Nature: Scientists have successfully developed a functional proteomic blueprint for E. coli that promises to reveal the function and interoperability of different genes in cells

December 14, 2020 // -- Understanding how genes work and how they interact with another gene is a major goal that scientists working on biology want to achieve, and of course, this can pose enormous challenges in terms of both methods and the number of experiments required, and recent research has changed scientists' ability to map gene function and interaction. In a study published in the international journal Nature, researchers from the European Molecular Biology Laboratory and others developed an innovative technique to measure the activity of thousands of genes at the same time;
picture source: Savitski Team, Holly Joynes/EMBL Thermal Proteomics Analysis reveals the function of bacterial cell proteins At the heart of this study is thermal proteomic analysis (TPP, thermal proteome profiling), a technique developed in 2014 by researcher Michail Savitski and his team, based on the principle that exposure to heat promotes the structural breakdown of proteins, a phenomenon researchers call "denature", in which proteins become insoluble, which turns into solids when the egg is boiled.
The researchers used this TPP method in live E. coli, heating cells to different temperatures to analyze how much of each protein in each cell at each temperature is soluble, the temperature of protein denaturation, or to tell researchers whether a protein is in an active state or can interact with a drug or another protein, because the structure of the protein changes when involved in any interaction, and the different structures of the same protein require varying degrees of heat before denaturation. In the
article, the researchers conducted the experiment on 121 E. coli mutants, each with a footprint removed, and then used TPP technology to conduct a deep analysis of the mutants and observe how all proteins in cells are expressed and how they denature, and the results may help researchers analyze the function and interaction of each protein, including hundreds of proteins that scientists do not currently know about.

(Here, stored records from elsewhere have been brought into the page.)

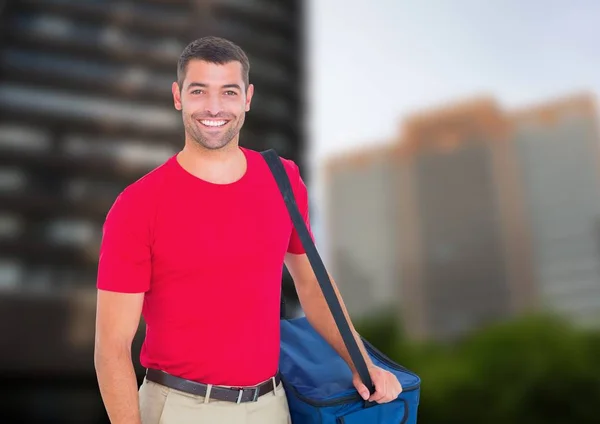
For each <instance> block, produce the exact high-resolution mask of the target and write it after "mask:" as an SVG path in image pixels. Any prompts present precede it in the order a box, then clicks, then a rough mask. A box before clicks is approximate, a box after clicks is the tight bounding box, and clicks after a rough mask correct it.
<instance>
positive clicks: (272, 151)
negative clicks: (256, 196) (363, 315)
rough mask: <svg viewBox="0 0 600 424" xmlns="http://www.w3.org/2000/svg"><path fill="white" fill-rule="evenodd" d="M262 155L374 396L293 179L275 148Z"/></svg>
mask: <svg viewBox="0 0 600 424" xmlns="http://www.w3.org/2000/svg"><path fill="white" fill-rule="evenodd" d="M261 155H262V156H263V157H264V158H265V161H266V162H267V164H268V165H269V168H270V169H271V173H272V174H273V176H274V177H275V181H277V185H278V186H279V191H280V192H281V194H282V196H283V199H284V201H285V204H286V206H287V209H288V211H289V213H290V216H291V218H292V222H293V223H294V227H295V228H296V231H297V232H298V236H299V237H300V240H301V242H302V246H303V247H304V250H305V251H306V255H307V256H308V260H309V262H310V264H311V266H312V268H313V271H314V272H315V275H316V277H317V280H318V281H319V285H320V286H321V290H322V292H323V296H324V297H325V300H326V301H327V305H328V306H329V310H330V311H331V314H332V316H333V319H334V321H335V323H336V325H337V327H338V330H339V331H340V335H341V336H342V339H343V340H344V344H345V345H346V349H347V350H348V353H349V354H350V358H351V359H352V362H353V364H354V366H355V367H356V371H357V372H358V375H359V376H360V379H361V380H362V382H363V384H364V385H365V386H367V388H368V389H369V391H370V393H371V394H373V393H374V392H375V389H374V387H373V382H372V380H371V375H370V374H369V369H368V367H367V364H366V362H365V359H364V357H363V356H362V353H361V351H360V349H359V348H358V344H357V343H356V339H355V338H354V336H353V334H352V330H351V329H350V325H349V324H348V321H347V320H346V316H345V315H344V312H343V311H342V307H341V305H340V302H339V300H338V298H337V296H336V295H335V290H334V289H333V285H332V284H331V281H330V279H329V275H328V274H327V270H326V269H325V265H324V264H323V261H322V260H321V257H320V255H319V252H318V251H317V248H316V247H315V244H314V243H313V241H312V238H311V237H310V234H309V232H308V228H307V227H306V223H305V222H304V219H303V218H302V215H301V214H300V211H299V210H298V205H297V204H296V198H295V197H294V192H293V191H292V186H291V184H290V180H289V178H288V175H287V172H286V171H285V168H284V167H283V164H282V163H281V160H280V158H279V155H278V154H277V152H276V151H275V150H273V149H269V150H265V151H263V152H261Z"/></svg>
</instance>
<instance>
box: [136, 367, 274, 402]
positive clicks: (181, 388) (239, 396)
mask: <svg viewBox="0 0 600 424" xmlns="http://www.w3.org/2000/svg"><path fill="white" fill-rule="evenodd" d="M146 379H147V380H149V381H152V382H154V383H158V384H161V385H163V386H166V387H169V388H171V389H175V390H180V391H182V392H186V393H190V394H193V395H198V396H206V392H207V390H208V385H206V384H202V383H197V382H195V381H191V380H186V379H184V378H180V377H176V376H174V375H171V374H168V373H166V372H164V371H160V370H156V369H152V368H149V369H148V370H147V371H146ZM280 381H281V378H280V376H279V373H278V374H277V375H276V376H275V386H278V385H279V382H280ZM273 389H274V387H273V379H269V380H268V381H266V382H264V383H262V384H260V385H258V386H254V387H233V388H229V387H222V386H212V387H211V390H210V399H215V400H224V401H227V402H235V403H244V402H256V401H257V400H258V398H259V397H261V396H263V395H266V394H267V393H271V392H272V391H273Z"/></svg>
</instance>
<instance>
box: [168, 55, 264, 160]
mask: <svg viewBox="0 0 600 424" xmlns="http://www.w3.org/2000/svg"><path fill="white" fill-rule="evenodd" d="M172 90H173V99H174V102H175V108H176V109H177V110H181V111H182V116H183V124H184V126H185V130H186V133H187V135H188V137H190V138H191V139H192V140H194V141H195V142H196V143H198V144H199V145H201V146H202V147H204V148H206V149H210V150H216V149H221V148H223V147H225V146H227V145H228V144H229V143H230V142H231V141H232V140H233V139H234V138H235V137H236V136H237V135H238V134H239V132H240V129H241V128H242V126H243V125H244V118H245V116H246V112H247V111H249V110H250V102H251V100H252V94H253V92H254V87H253V86H252V84H250V85H249V86H248V88H247V90H246V87H245V86H244V82H243V79H242V64H241V63H240V62H228V63H226V64H224V65H218V64H215V63H208V62H205V61H202V60H192V61H190V62H189V63H188V67H187V72H186V75H185V79H184V80H183V83H182V86H181V93H180V88H179V86H178V84H177V83H173V87H172Z"/></svg>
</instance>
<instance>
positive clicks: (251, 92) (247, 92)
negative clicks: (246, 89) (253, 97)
mask: <svg viewBox="0 0 600 424" xmlns="http://www.w3.org/2000/svg"><path fill="white" fill-rule="evenodd" d="M253 95H254V85H253V84H250V85H248V90H247V91H246V105H245V109H246V112H248V111H249V110H250V103H252V96H253Z"/></svg>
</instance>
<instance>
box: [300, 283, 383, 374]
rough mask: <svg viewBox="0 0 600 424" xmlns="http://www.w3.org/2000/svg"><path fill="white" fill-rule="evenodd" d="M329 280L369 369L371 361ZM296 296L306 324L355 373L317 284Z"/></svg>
mask: <svg viewBox="0 0 600 424" xmlns="http://www.w3.org/2000/svg"><path fill="white" fill-rule="evenodd" d="M329 278H330V280H331V283H332V285H333V288H334V290H335V293H336V295H337V297H338V300H339V302H340V305H341V307H342V310H343V311H344V315H345V316H346V320H347V321H348V324H349V325H350V329H351V330H352V334H353V335H354V339H355V340H356V342H357V344H358V347H359V349H360V350H361V353H362V355H363V358H365V361H366V363H367V366H368V367H371V366H372V363H371V360H370V359H369V356H368V355H367V353H366V350H365V347H364V344H363V343H362V340H361V339H360V336H359V335H358V333H357V332H356V330H355V329H354V325H353V324H352V321H351V320H350V317H349V315H348V311H347V310H346V306H345V305H344V302H343V300H342V297H341V296H340V293H339V290H338V288H337V286H336V284H335V282H334V281H333V278H331V276H329ZM298 296H299V298H300V302H301V304H302V309H303V310H304V314H305V315H306V319H307V320H308V322H310V324H311V325H312V326H313V328H314V329H315V330H316V331H317V332H318V333H319V334H320V335H321V336H322V337H323V338H324V339H325V340H326V341H327V342H328V343H329V344H330V345H331V346H332V347H333V348H334V349H335V351H336V352H337V353H338V354H339V355H340V356H341V357H342V358H343V359H344V360H345V361H346V363H347V364H348V366H349V367H350V369H351V370H352V372H353V373H355V372H356V367H355V366H354V363H353V362H352V359H351V358H350V355H349V353H348V350H347V349H346V345H345V344H344V340H343V339H342V336H341V335H340V332H339V330H338V328H337V325H336V323H335V320H334V319H333V316H332V315H331V311H330V310H329V306H328V305H327V302H326V301H325V297H324V296H323V292H322V291H321V287H320V286H319V284H318V282H316V281H315V283H314V284H308V285H306V287H303V288H299V290H298Z"/></svg>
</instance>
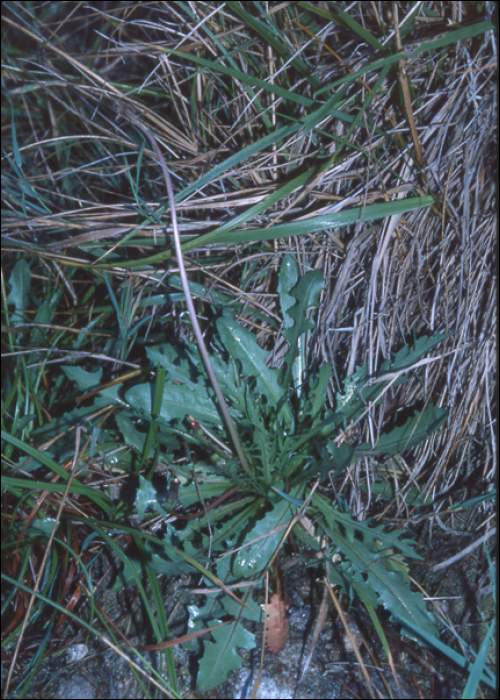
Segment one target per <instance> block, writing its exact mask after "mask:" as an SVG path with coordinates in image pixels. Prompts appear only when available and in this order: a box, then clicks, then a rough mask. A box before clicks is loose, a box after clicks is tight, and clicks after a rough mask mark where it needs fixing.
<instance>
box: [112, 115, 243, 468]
mask: <svg viewBox="0 0 500 700" xmlns="http://www.w3.org/2000/svg"><path fill="white" fill-rule="evenodd" d="M123 111H124V113H125V115H126V116H127V117H128V118H129V119H130V121H131V122H132V123H133V124H134V125H135V126H137V128H138V129H140V130H141V131H142V133H143V134H145V136H146V137H147V139H148V141H149V142H150V143H151V145H152V146H153V150H154V151H155V153H156V155H157V156H158V159H159V161H160V165H161V169H162V171H163V177H164V178H165V184H166V186H167V194H168V201H169V203H170V212H171V216H172V229H173V232H174V244H175V254H176V256H177V263H178V265H179V274H180V277H181V282H182V289H183V291H184V296H185V297H186V305H187V309H188V313H189V318H190V319H191V323H192V324H193V330H194V334H195V337H196V342H197V343H198V349H199V351H200V355H201V358H202V360H203V364H204V365H205V369H206V370H207V374H208V376H209V379H210V381H211V383H212V387H213V390H214V391H215V395H216V397H217V401H218V402H219V407H220V410H221V413H222V417H223V418H224V422H225V423H226V427H227V429H228V431H229V434H230V436H231V439H232V441H233V445H234V448H235V450H236V454H237V455H238V459H239V460H240V463H241V466H242V467H243V469H244V470H245V471H246V473H247V474H248V476H250V477H251V476H253V474H252V470H251V469H250V467H249V465H248V462H247V460H246V457H245V455H244V453H243V448H242V446H241V442H240V439H239V437H238V433H237V432H236V428H235V427H234V423H233V419H232V418H231V414H230V413H229V409H228V407H227V404H226V400H225V398H224V395H223V393H222V390H221V388H220V386H219V382H218V381H217V377H216V376H215V372H214V370H213V368H212V363H211V362H210V356H209V354H208V352H207V348H206V346H205V341H204V340H203V335H202V333H201V329H200V325H199V323H198V318H197V316H196V311H195V309H194V304H193V299H192V297H191V292H190V291H189V284H188V279H187V275H186V268H185V267H184V258H183V255H182V248H181V239H180V236H179V228H178V226H177V215H176V211H175V200H174V190H173V187H172V180H171V178H170V173H169V172H168V168H167V164H166V163H165V159H164V157H163V154H162V152H161V151H160V148H159V146H158V143H157V141H156V139H155V137H154V136H153V134H152V133H151V132H150V131H149V129H148V128H147V127H146V126H144V124H143V123H142V122H140V121H139V120H138V119H137V117H136V116H135V115H134V114H133V113H132V112H131V111H130V110H128V109H125V110H123Z"/></svg>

The dilemma of essential proteins Is currently commonly used by researchers to study a single protein by removing the genes that encode the protein and monitoring the effects of culling on cell behavior, but such methods cannot be used to study the necessary proteins, the genes on which cells depend, because the absence of these genes can contribute to cell death.
'The technology used by the researchers represents another big step forward in the future for scientists to study the function of essential proteins,' said researcher Dr. Andr? Mateus. 'We found that while the levels of these proteins did not change in the mutants we studied (a trait that makes it difficult for researchers to study the function of proteins by measuring gene expression), their thermal stability often changes.'
stability of the necessary proteins may change, perhaps due to changes in their activity.
although the study was conducted in E. coli, the most studied bacterial species by scientists, the researchers hope to apply similar research techniques in other lesser-understood organisms later. one of the goals of the
researchers is to conduct research in the human gut microbiome, a special ecosystem that forms all the microbes in the gut, which is a key direction of the researchers' future research plans, and more and more studies are now showing that the gut microbiome is closely related to human health and disease, and that it is closely related to the functioning of the human brain and even how the body's immune system functions properly.
() Originals: Mateus, A., Hevler, J., Bobonis, J.et al. The functional proteome landscape of Escherichia coli. Nature (2020).doi:10.1038/s41586-020-3002-5。